中国人強制連行・花岡事件とは
 第二次大戦中の1942年11月、東条内閣は閣議決定「華人労務者内地移入ニ関スル件」を下し、1944年2月に「華人労務者内地移入ノ促進ニ関スル件」を次官会議で決定しました。国と企業が一体となって35企業135事業所に38,935名の中国人を強制連行しました。
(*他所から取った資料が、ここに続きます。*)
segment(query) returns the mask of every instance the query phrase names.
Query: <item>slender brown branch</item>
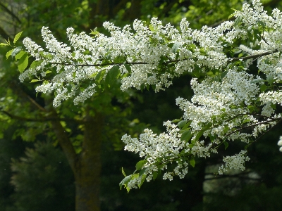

中国人たちは鉱山や土木工事、港湾荷役などの過酷な強制労働を課せられ、そのうちの6,830名の人々が命を奪われました。
 その一つが秋田県の鹿島組(現鹿島建設)花岡出張所で、1944年8月から翌年6月にかけて986名の中国人が強制連行されました。過酷な労働と鹿島組職員の虐待と暴力・飢餓により多くの仲間が次々と命を落とすなか、中国人たちは人間としての尊厳、民族としての尊厳をかけて一斉蜂起しましたが、蜂起はただちに鎮圧され、中国人たちはすさまじい拷問と弾圧にさらされました。7月には100名が死亡しました。
 首謀者とされた中国人12名は秋田刑務所に収監され、日本の敗戦後の9月に秋田地裁によって無期懲役をはじめとする重刑が言い渡されました。しかし10月になると秋田に進駐してきた連合国軍によって中国人全員が釈放され、今度は鹿島組職員7名と警察官2名の計9名が横浜BC級戦犯法廷で裁かれました。しかし、この間、花岡の中国人は1945年の8月に49名、9月には68名、そして10月に至ってすら実に51名が死亡しています。986名のうち実に418名が祖国の地を踏むことができなかったのです。